It was the first snow I ever saw. All I knew about snow was from the Swiss calendar hanging in our hot kitchen and from Grimm’s fairy tales in the heavy book with the dark cover.
My dad woke me up as he was opening the metal shutters with their high pitched squeak. He was breathing onto the glass and wiping the steam with the back of his hand. It made high squeaking sounds like ducks racing for a new piece of bread. I stood up on my bed, threading my head into the warm loop he created with his body, his two big arms and the steamy window.
Outside everything was shockingly white. I could barely recognize my own neighborhood. The familiar yellow, busy, angular view outside my window was replaced with a monochrome, silent color of unknown texture. Everything, the porch, the fence, the dog house, the cars, the trees, the road, the roofs, even the top of the electricity poles, everything was covered with untouched, pure white. And everything stood still as in a life size black and white photograph. It looked awesome and grand; it looked astonishing but it did not look pretty. Something scary and alienating accompanied the white cover — a feeling I still get when I watch planets in outer space or think about men on the moon.
I was not as happy as my brothers were to hear that there was no school. It was the beginning of my first grade year, and I loved going to school. It was a reminder for me and everyone else how independent and mature I was. Naomi, my teacher, with her immense patience for my endless questions and her quiet smile was my new avid love. Where was she on this white day? Who would answer all my questions today?
Thirty years later I was driving with my boyfriend to New Mexico for my first ski vacation. He appeared in my little studio apartment full of energy and excitement, “no school today” he said a bit too loud. I felt an unarticulated twinge; something awakened — a memory — frozen and raw. We drove for hours in the snow as the blinding white leaking through the edges of my sunglasses. His chatty and eager flow subsided while my compulsive search for words to understand my displacement grew louder in my head. We arrived before dark and hastily rented frozen ski boots while warming our hands with caps of hot chocolate. The snow, thick and bulky, had a different quality than I remembered it.

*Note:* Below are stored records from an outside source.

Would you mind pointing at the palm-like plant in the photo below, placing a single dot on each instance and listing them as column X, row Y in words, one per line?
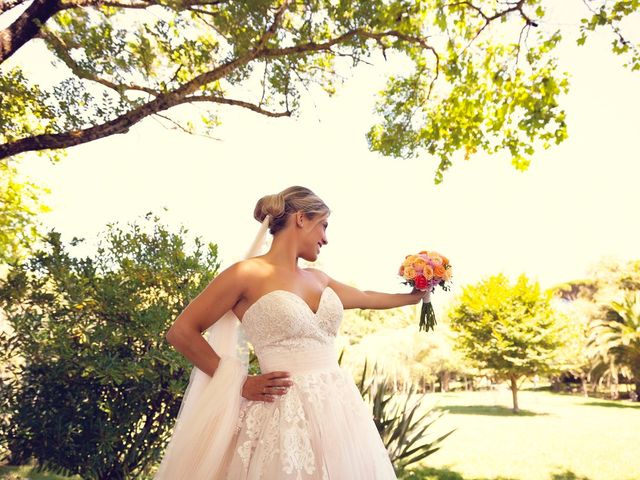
column 615, row 340
column 402, row 434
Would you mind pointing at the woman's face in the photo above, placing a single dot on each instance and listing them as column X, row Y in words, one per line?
column 315, row 236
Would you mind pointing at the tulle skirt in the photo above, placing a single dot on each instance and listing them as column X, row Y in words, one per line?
column 321, row 428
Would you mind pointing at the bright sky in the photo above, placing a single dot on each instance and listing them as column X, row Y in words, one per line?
column 576, row 203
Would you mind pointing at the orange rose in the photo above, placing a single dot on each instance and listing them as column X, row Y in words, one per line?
column 428, row 272
column 409, row 272
column 419, row 264
column 436, row 258
column 447, row 274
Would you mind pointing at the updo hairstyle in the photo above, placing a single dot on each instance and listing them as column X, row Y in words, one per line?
column 288, row 201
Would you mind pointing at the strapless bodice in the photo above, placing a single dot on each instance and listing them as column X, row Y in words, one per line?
column 281, row 321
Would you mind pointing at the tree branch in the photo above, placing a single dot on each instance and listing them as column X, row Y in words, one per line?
column 26, row 26
column 238, row 103
column 62, row 50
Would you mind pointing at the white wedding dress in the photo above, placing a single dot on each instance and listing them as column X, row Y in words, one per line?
column 321, row 428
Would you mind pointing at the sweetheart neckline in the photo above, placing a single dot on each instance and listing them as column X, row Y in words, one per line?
column 292, row 293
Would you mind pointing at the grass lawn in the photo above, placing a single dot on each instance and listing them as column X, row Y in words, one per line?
column 555, row 437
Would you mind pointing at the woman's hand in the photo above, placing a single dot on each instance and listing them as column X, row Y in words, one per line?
column 264, row 387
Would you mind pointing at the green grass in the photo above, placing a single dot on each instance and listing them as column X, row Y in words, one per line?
column 25, row 471
column 554, row 437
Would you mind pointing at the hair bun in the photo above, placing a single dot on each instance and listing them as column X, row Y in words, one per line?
column 280, row 205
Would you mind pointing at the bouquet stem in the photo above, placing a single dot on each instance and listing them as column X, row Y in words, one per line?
column 427, row 316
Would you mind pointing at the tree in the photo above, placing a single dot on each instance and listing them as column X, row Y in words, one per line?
column 508, row 329
column 594, row 298
column 616, row 337
column 19, row 207
column 128, row 60
column 97, row 386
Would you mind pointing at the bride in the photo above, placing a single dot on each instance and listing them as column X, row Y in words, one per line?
column 303, row 417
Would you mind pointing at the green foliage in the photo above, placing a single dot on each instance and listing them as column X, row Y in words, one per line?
column 616, row 336
column 609, row 15
column 91, row 385
column 509, row 329
column 19, row 207
column 402, row 431
column 475, row 87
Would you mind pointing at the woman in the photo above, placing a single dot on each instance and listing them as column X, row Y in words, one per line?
column 303, row 416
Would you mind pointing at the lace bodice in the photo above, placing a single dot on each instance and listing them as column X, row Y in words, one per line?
column 281, row 320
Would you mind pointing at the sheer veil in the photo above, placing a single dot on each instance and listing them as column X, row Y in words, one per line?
column 201, row 442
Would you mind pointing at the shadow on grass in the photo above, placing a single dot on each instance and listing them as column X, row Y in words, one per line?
column 495, row 410
column 611, row 404
column 428, row 473
column 13, row 472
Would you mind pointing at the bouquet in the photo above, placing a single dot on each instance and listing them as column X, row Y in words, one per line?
column 424, row 271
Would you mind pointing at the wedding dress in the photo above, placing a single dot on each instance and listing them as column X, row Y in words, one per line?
column 321, row 428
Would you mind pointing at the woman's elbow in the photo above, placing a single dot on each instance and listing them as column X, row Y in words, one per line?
column 174, row 334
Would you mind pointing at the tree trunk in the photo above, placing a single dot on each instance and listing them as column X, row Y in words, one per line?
column 444, row 381
column 585, row 390
column 514, row 393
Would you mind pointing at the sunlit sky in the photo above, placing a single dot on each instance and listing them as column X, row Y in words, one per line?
column 576, row 203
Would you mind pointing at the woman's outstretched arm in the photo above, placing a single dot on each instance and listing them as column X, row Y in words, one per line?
column 352, row 297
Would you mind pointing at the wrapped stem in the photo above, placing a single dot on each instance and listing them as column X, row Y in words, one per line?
column 427, row 315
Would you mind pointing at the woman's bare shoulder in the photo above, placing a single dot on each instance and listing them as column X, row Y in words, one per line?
column 319, row 274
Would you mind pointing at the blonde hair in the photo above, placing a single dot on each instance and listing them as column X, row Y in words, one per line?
column 286, row 202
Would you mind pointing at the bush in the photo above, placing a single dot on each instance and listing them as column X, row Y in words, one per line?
column 401, row 433
column 97, row 387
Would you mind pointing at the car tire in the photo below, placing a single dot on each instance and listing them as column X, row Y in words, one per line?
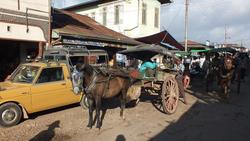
column 10, row 114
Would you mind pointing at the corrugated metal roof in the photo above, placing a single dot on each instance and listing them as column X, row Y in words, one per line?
column 68, row 23
column 161, row 37
column 96, row 2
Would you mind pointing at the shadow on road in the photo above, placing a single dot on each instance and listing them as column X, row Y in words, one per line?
column 120, row 138
column 209, row 119
column 47, row 135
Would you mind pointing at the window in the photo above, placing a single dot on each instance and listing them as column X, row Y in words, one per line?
column 25, row 74
column 93, row 15
column 156, row 17
column 104, row 16
column 144, row 13
column 51, row 75
column 118, row 11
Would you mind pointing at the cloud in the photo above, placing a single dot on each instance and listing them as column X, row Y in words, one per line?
column 207, row 20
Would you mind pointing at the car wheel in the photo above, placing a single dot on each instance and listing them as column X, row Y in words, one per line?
column 10, row 114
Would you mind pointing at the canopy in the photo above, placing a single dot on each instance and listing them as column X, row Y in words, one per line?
column 199, row 50
column 146, row 51
column 225, row 49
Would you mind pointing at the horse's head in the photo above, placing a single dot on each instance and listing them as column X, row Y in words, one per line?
column 228, row 63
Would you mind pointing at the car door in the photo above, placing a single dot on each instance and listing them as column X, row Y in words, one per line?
column 50, row 89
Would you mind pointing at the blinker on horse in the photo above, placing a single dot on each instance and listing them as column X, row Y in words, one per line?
column 98, row 85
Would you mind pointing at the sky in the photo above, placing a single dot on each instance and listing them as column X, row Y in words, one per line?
column 207, row 20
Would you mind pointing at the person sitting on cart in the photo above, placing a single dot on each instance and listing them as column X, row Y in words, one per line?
column 148, row 68
column 179, row 67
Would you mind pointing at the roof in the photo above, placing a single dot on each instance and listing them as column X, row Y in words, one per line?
column 148, row 51
column 91, row 3
column 193, row 44
column 161, row 38
column 75, row 25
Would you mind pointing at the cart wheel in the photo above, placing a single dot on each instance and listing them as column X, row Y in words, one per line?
column 170, row 95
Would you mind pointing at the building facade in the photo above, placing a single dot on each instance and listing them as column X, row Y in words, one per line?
column 134, row 18
column 24, row 26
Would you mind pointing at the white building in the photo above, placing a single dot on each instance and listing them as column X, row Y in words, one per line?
column 24, row 26
column 134, row 18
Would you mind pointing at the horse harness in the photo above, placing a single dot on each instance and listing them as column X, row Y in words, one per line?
column 94, row 81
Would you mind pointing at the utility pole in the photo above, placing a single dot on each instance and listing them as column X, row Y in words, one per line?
column 186, row 24
column 225, row 36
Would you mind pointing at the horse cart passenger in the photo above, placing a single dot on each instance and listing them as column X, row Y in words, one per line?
column 163, row 82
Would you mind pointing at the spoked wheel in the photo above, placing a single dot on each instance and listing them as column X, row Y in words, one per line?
column 170, row 95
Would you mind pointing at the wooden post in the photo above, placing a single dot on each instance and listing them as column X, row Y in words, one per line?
column 40, row 49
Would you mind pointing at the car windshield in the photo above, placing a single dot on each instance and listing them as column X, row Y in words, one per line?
column 24, row 74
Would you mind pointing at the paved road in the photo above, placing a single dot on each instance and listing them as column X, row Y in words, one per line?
column 205, row 118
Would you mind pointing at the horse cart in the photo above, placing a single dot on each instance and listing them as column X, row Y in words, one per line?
column 161, row 83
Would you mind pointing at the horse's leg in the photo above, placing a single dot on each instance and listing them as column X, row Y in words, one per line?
column 91, row 106
column 98, row 108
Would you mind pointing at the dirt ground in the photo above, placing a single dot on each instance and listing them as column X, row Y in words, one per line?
column 205, row 118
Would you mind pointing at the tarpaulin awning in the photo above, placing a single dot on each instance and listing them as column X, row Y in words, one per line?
column 146, row 51
column 199, row 50
column 161, row 38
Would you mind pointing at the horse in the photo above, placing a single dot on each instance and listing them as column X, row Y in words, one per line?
column 225, row 75
column 100, row 85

In the Jerusalem of 1966, the streets were blocked and no one could go anywhere even though the snow was only a few inches high. My dad did not seem happy to stay at home either. He had feared that some of his employees would walk to work only to find him not there. The unfamiliar snow threatened him. He already envisioned it melting and entering through every opening in the house. The only thing left to do was to calculate how much food we had at home and how much gas we had to feed our one and only furnace.
My mom’s childish, celebratory enthusiasm, once met with my dad’s anxiety soon turned into vicious anger — he failed her again. No festivity for him, no silly playfulness, and no snowmen with ludicrous carrots stuck as a nose. When disaster is knocking at the door, there is no time for silly games. I remembered one of the fairy tales about the butterfly who played during the summer while the ants worked hard preparing for the winter. My mother with her immature wish to have a party seemed as reckless as a flitting butterfly. Her anger made our small house seem even smaller and his anxiety made it as big and empty as one of Grimm’s ghost castles.
He skied on the fancy blue and black trails all day long while I practiced, falling as gracefully as possible in the beginner’s area. I wanted to tell him that I hated the unstable snow, that it might melt and flood us all, that I was cold and lonely, and that I wished we could just build a snowman. But I didn’t.
Taking our shoes off was harder than putting them on as our fingers and toes were frozen. I wanted to cry without explaining; wishing my dad was holding me tight with his big strong arms. We went to our heated cabin in silence.
My brothers soon left to play with the older kids. It was only my dad, my mom and me in the house. The air was thick and heavy; it smelled like wet wooly clothes left too close to the fire.
Looking at both of my parents it was impossible to take sides. They both seemed ludicrous and pathetic. The big arms of my dad and the ominous look of my mom were reduced into insignificance. Like seeing for the first time that puppets have strings. They looked for the first time small and pitiful.
I wanted to get out of the house. It was the first time I felt that my life was separate from theirs, that all their desperation, looming catastrophe and seething anger were not inevitable. I could make different choices. This kernel of hope for my future did not last long before it was wrapped with guilt at leaving my parents behind.
On our way back from New Mexico he drove in silence making sparse remarks about not arriving before dark. “Nasty storm” he said, while wiping the window with the back of his hand making little squeaks. Yes, its the ducks, I finally remembered, the ducks in the little pond squeaking enthusiastically when I would through a piece of bread at them. The hail whipped and lashed at the car threatening to demolish our precarious, rented envelope. “All I want is to build a snowman before dark”, I suddenly said. An enclosing cloud of steam rose from our wet clothes pushing into the remaining space, filling the car with a damp bitter smell.
I opened the door and walked out, like I was lifting a page to a brand new month on the calendar. I started to walk. I saw my brothers’ footsteps going up the hill, lonely and estranged as Neil Armstrong’s footsteps in the moon’s dust. I did not want to follow. Instead, I veered towards the flawless untouched snow.